Amira came in the door behind Yasir.
“Ah, there is Amira now with the clothes,” Giti said in Arabic, and pointed at her sister.
Then she pointed at the keys on Yasir’s belt. “You must unlock the chains, so that he can dress.”
He looked at Jack and didn’t like the odds. “I will get some help.”
The old goatherd hurried upstairs to find backup, and Giti turned to Jack.
“What you suggest is utterly impossible!”
“Nothing’s impossible,” Jack said. “God has saved me many times over. He got me this far. He will not leave me to die here. Where’s your faith?”
“Suddenly you have faith?” Giti said. “It is not something you can choose today and forget tomorrow.”
“Does God require my faith to protect me?” Jack said. “People with great faith pray for me, and God hears them. We will get out of here. If you can’t trust me, trust God.”
“I cannot think of this!” Giti said.
Miriam and Amira both looked at her with big eyes and question marks.
“Why not?” Amira blurted. “If I die trying to leave this horrible place, it is better than living what is left of my life here.”
Miriam reminded Giti, “Very soon, Abu Omar will notice your baby bump. Then what? Do you wish him to feed you to his lions?”
“We will talk of this later,” Giti told them.
“We don’t have time to talk it over,” Jack reminded her, and made a cutting motion across his throat.
“Abu Omar will not kill you today,” Giti told Jack. “They must wait for Abu Musab al-Zarqawi. He will want to be here, or he will have you brought to him.”
“Zarqawi?” Jack asked.
“Yes,” Miriam said. Giti looked at her as if she said something wrong, and Miriam shrugged back. “What?”
“We should not talk about these things,” Giti said.
“We must!” Amira said. “God gives us courage and His blessings. We must do this!”
“Zarqawi. Do you know where he hides?” Jack asked.
“These days, he stays in a safe house in the country near the village of Hibhib,” Amira said.
“I’ve never heard of the place,” Jack said.
“Hibhib is a small community on Iraqi National Highway 2, maybe fifty kilometers north of Baghdad,” Giti added. “Have you heard of Khalis and Baqubah?”
“Yeah, I think so. They sound familiar,” Jack said, committing everything to memory, his Force Reconnaissance Marine self kicking into high gear.
“The village is maybe six kilometers west of Baqubah, as the bird flies,” Giti said.
“As the crow flies,” Jack corrected her.
“Yes, as the crow flies”—Giti nodded—“because there are no roads directly from Baqubah to Hibhib.
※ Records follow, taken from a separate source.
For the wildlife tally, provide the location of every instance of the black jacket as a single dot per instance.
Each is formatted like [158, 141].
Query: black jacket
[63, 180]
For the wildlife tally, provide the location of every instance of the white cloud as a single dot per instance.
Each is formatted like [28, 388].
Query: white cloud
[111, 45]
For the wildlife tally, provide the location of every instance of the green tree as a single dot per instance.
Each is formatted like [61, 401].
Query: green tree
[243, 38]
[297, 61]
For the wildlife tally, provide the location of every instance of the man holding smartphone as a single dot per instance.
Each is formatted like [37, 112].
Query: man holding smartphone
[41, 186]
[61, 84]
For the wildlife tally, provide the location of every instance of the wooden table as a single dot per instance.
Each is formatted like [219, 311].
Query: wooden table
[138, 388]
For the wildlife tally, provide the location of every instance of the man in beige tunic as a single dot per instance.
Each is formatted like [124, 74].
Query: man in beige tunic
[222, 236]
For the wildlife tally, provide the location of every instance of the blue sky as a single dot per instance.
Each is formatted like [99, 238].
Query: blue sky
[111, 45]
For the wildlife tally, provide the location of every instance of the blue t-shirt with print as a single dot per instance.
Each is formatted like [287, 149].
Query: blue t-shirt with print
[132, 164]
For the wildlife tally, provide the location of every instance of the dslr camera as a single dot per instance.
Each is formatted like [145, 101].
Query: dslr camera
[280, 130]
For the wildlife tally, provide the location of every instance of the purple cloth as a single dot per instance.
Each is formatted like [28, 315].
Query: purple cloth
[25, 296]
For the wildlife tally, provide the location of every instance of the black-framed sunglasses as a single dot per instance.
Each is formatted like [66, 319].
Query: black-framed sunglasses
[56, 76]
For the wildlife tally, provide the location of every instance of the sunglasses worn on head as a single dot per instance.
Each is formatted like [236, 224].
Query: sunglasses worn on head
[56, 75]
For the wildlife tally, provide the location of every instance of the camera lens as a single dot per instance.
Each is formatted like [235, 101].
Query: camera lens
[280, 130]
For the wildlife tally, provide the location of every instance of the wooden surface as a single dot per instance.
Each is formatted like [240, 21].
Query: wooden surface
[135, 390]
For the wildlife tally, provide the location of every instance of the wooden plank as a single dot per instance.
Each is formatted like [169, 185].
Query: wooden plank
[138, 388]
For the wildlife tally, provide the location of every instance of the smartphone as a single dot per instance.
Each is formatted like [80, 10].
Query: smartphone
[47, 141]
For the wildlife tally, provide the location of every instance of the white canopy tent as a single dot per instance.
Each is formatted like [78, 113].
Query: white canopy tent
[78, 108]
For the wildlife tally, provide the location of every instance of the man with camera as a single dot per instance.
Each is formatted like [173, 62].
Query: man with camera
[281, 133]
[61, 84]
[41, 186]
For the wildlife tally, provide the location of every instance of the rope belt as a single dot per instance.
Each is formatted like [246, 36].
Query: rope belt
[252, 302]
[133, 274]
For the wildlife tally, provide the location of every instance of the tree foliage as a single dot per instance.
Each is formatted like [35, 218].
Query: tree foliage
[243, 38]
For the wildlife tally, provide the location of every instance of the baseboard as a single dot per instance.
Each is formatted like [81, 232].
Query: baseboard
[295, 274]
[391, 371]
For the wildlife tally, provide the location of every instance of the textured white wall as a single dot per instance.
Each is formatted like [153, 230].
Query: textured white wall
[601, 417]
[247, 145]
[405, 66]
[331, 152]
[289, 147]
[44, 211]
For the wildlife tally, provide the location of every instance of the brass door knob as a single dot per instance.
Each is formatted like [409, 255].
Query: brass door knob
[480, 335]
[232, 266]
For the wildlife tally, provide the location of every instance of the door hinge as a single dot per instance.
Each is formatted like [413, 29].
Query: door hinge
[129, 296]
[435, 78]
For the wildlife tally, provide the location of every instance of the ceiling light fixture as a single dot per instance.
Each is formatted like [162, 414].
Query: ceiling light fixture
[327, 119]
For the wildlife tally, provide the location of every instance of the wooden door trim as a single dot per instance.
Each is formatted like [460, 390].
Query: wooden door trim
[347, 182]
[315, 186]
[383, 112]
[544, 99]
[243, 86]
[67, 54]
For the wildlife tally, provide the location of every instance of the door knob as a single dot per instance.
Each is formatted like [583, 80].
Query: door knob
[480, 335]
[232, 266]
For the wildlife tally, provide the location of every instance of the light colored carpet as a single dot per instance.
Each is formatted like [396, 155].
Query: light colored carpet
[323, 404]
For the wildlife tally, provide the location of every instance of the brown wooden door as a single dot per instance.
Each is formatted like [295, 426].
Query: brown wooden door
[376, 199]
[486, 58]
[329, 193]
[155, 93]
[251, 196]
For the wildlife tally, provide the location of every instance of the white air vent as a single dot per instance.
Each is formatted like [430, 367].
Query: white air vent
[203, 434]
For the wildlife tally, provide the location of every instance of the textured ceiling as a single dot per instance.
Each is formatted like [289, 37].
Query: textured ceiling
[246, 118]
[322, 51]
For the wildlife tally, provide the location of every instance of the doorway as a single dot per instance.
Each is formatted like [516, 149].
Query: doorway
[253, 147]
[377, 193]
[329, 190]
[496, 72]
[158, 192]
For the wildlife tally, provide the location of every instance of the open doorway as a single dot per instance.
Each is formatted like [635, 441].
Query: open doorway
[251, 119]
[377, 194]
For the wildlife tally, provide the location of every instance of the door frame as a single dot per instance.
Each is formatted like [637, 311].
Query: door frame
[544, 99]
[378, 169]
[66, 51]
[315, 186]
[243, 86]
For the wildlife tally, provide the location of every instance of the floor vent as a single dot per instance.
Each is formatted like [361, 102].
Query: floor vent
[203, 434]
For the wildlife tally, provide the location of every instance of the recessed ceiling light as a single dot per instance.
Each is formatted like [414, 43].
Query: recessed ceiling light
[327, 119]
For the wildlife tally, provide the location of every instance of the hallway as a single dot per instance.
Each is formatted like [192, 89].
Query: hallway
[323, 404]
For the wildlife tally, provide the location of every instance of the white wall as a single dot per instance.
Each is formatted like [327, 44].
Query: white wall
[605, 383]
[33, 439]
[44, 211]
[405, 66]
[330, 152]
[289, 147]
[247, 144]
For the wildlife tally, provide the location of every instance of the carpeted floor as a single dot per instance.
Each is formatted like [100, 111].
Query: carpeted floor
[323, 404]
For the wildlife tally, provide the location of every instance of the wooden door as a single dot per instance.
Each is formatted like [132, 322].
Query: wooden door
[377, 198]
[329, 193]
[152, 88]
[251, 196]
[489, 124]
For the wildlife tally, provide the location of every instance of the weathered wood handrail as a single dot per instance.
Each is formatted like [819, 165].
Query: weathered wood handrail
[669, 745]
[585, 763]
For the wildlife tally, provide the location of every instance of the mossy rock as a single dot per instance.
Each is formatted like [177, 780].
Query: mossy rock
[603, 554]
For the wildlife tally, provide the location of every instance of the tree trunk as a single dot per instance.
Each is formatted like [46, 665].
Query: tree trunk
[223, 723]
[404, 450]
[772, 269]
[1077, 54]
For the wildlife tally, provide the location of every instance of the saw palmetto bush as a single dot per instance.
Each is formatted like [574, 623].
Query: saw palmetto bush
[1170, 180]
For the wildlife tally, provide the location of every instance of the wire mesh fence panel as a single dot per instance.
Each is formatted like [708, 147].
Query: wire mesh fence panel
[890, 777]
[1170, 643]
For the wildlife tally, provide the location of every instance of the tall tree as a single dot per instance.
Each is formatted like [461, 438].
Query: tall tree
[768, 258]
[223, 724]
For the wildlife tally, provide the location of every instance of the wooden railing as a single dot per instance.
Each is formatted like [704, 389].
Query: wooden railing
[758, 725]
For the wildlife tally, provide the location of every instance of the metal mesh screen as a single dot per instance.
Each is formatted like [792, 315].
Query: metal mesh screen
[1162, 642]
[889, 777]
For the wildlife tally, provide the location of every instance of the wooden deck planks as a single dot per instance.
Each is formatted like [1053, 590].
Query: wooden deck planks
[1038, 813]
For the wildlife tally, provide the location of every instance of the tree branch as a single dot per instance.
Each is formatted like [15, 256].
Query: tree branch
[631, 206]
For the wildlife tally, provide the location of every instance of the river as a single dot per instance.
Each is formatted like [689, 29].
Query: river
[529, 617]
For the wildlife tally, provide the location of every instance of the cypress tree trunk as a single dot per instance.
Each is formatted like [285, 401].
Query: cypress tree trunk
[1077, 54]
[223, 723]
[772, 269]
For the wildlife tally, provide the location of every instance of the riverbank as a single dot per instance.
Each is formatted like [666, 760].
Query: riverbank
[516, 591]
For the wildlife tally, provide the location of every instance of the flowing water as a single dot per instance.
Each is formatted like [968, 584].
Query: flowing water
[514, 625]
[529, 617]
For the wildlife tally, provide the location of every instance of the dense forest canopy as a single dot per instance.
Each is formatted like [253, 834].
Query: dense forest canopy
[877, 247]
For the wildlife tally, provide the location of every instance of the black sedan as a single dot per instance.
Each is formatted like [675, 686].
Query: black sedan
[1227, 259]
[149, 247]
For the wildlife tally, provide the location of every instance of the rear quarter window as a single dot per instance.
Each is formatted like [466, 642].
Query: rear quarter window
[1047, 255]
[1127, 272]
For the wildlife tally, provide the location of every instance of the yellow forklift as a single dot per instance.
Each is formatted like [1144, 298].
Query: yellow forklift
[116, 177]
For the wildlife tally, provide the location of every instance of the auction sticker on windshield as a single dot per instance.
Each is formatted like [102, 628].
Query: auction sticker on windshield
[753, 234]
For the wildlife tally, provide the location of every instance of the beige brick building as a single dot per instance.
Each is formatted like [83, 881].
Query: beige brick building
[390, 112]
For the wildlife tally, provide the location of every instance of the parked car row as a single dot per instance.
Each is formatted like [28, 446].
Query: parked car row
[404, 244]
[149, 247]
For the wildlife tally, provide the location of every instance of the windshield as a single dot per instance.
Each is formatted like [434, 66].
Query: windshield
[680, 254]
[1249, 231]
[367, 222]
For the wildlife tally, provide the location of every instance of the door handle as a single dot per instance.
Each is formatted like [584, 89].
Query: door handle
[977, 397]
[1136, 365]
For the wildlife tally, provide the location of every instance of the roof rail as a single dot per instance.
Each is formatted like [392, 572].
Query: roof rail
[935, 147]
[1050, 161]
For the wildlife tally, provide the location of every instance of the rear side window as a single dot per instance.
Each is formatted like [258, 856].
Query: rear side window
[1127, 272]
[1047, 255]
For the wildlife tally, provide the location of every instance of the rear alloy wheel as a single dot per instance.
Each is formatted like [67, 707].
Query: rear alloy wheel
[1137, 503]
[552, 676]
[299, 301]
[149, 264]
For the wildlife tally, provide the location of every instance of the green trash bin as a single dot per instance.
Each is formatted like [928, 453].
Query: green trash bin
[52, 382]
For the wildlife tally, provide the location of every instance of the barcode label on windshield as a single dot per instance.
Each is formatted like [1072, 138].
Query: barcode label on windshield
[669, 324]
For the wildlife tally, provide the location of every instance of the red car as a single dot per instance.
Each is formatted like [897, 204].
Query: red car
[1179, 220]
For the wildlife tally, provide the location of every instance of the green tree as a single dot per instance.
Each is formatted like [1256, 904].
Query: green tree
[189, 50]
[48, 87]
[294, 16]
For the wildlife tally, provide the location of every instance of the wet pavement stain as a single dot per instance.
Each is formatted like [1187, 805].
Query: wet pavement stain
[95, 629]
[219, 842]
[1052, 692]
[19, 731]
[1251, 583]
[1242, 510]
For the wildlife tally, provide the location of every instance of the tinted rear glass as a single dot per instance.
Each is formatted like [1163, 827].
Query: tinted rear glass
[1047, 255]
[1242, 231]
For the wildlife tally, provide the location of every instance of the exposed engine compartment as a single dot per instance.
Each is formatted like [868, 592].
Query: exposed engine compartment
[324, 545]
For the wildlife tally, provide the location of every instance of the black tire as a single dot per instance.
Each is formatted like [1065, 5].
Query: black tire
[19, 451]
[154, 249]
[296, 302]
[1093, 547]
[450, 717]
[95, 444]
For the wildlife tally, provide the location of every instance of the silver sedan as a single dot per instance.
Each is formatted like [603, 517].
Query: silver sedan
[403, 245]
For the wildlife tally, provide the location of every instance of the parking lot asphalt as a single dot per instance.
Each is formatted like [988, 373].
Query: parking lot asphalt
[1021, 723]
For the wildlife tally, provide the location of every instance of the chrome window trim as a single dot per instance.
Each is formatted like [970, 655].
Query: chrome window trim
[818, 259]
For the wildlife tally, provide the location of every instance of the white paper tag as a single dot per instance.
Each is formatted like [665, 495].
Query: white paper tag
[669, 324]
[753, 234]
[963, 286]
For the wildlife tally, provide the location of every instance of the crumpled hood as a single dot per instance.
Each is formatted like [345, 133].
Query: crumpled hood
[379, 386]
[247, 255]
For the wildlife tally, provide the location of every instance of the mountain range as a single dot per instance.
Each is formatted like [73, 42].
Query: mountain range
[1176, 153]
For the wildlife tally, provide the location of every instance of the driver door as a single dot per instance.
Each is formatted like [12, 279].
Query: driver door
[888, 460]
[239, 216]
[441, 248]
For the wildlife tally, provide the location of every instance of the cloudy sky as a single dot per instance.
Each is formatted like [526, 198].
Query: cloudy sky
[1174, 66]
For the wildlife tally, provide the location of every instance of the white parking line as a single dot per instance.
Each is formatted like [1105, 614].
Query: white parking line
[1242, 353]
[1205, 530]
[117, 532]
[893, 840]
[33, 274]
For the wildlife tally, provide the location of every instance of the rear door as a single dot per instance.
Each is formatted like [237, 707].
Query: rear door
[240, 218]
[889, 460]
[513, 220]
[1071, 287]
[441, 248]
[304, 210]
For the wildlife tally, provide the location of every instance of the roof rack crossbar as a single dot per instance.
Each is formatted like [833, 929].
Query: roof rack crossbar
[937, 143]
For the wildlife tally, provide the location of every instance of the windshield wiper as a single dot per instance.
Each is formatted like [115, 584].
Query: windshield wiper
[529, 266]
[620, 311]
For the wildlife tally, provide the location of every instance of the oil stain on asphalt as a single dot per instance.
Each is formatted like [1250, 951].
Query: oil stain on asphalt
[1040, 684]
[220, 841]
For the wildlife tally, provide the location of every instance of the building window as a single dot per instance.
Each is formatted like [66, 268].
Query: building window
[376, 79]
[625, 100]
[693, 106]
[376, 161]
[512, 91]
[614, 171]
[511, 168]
You must drive ten kilometers up to Khalis, then down to Hibhib, another six kilometers. Or drive south, then up again, an even greater distance.”
“How do you know this?” Jack asked the girls.
Amira smiled. “My grandfather and uncle live in Hibhib. I have many family there, so I know Hibhib exactly.”
“No, I mean, how do you know that Zarqawi is in Hibhib?” Jack asked. “We have searched for him for years.”
“Zarqawi was here only two weeks ago,” Giti said. “Abu Omar offered him my family home at al-Shirqat, that he now uses, but Abu Musab said that was too far from Baghdad. Then he spoke of his house in Hibhib, a place he always goes to hide. No one looks there because it is quiet. Many of Saddam’s people hide there, too. People protect them there.”